I figure I ought to catalog the last of my 2010 reading before the first quarter of 2011 draws to a close. So here it is.

NOVEMBER

  • Freak Babylon: An Illustrated History of Teratology & Freakshows by Jack Hunter (175 pp.)
    first line: "Man has always distorted his world."

  • Underground by Kat Richardson (341 pp.)
    first line (of the prologue): "If ghosts and monsters had someone else to harass, my life would have been a lot quieter, like it was before I died."
    first line (of the first chapter): "My knee ached in a way my physical therapist called 'good' but I called 'annoying.'"
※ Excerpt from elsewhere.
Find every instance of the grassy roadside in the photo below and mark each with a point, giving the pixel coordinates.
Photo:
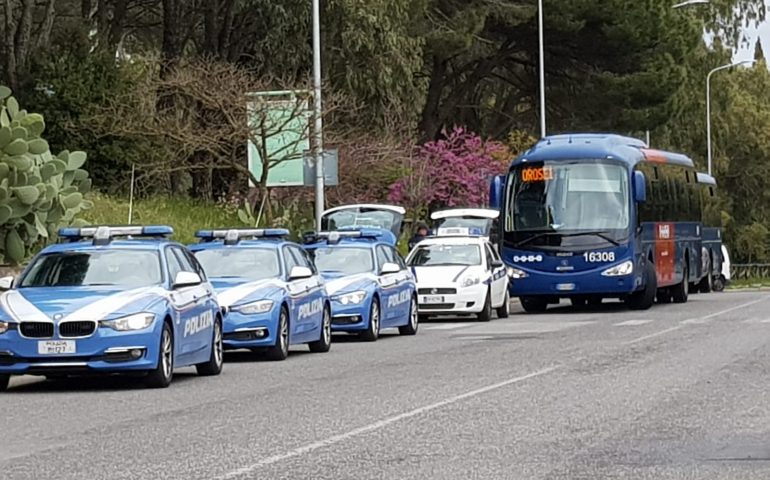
(185, 215)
  • The Fate of the Artist by Eddie Campbell (92 pp.) (graphic novel)
    first line: "One day the artist wakes up with the disquieting feeling that it has all gone wrong."

  • Zombie Blondes by Brian James (232 pp.)
    first line: "There aren't any rules to running away from your problems."


DECEMBER

  • Words at Play: Palindromes, Riddles, Malapropisms, and Other Wonderful Word Games by Willard R. Espy (272 pp.)
    first line (of the introduction): "Any fair-minded person must concede that words are not tools of communication in the way that, say, frowns and kisses are."

  • Buffy the Vampire Slayer V: Predators and Prey by Jane Espenson et al., with art by Georges Jeanty, et al. (graphic novel)

  • The Sandman Presents: Thessaly, Witch for Hire by Bill Willingham, with art by Shawn McManus, et al. (graphic novel)

  • Odd and the Frost Giants by Neil Gaiman (117 pp.)
    first line: "There was a boy called Odd, and there was nothing strange or unusual about that, not in that time or place."

  • The Other Ones by Jean Thesman (181 pp.)
    first line: "I was the first one who saw her."

  • Autobiography of a Face by Lucy Grealy, w/afterword by Ann Patchett (236 pp.)
    first line (of the prologue): "My friend Stephen and I used to do pony parties together."
    first line (of the first chapter): "Ker-pow!"

  • Drawn to Nature: Through the Journals of Clare Walker Leslie by Clare Walker Leslie (176 pp.)
    first line (of the foreword, by Bill McKibben): "Although it may first appear that Clare Walker Leslie is engaged in teaching people how to draw or how to keep a journal, this seems to me clearly secondary."
    first line (of the introduction): "It was the striking pink glow of the new moon's thin curve, hanging just over our blackened western mountains, that caught me standing dead still in the road one steamy July evening."
    first line (of the first chapter): "You might say you have no nature around you where you live."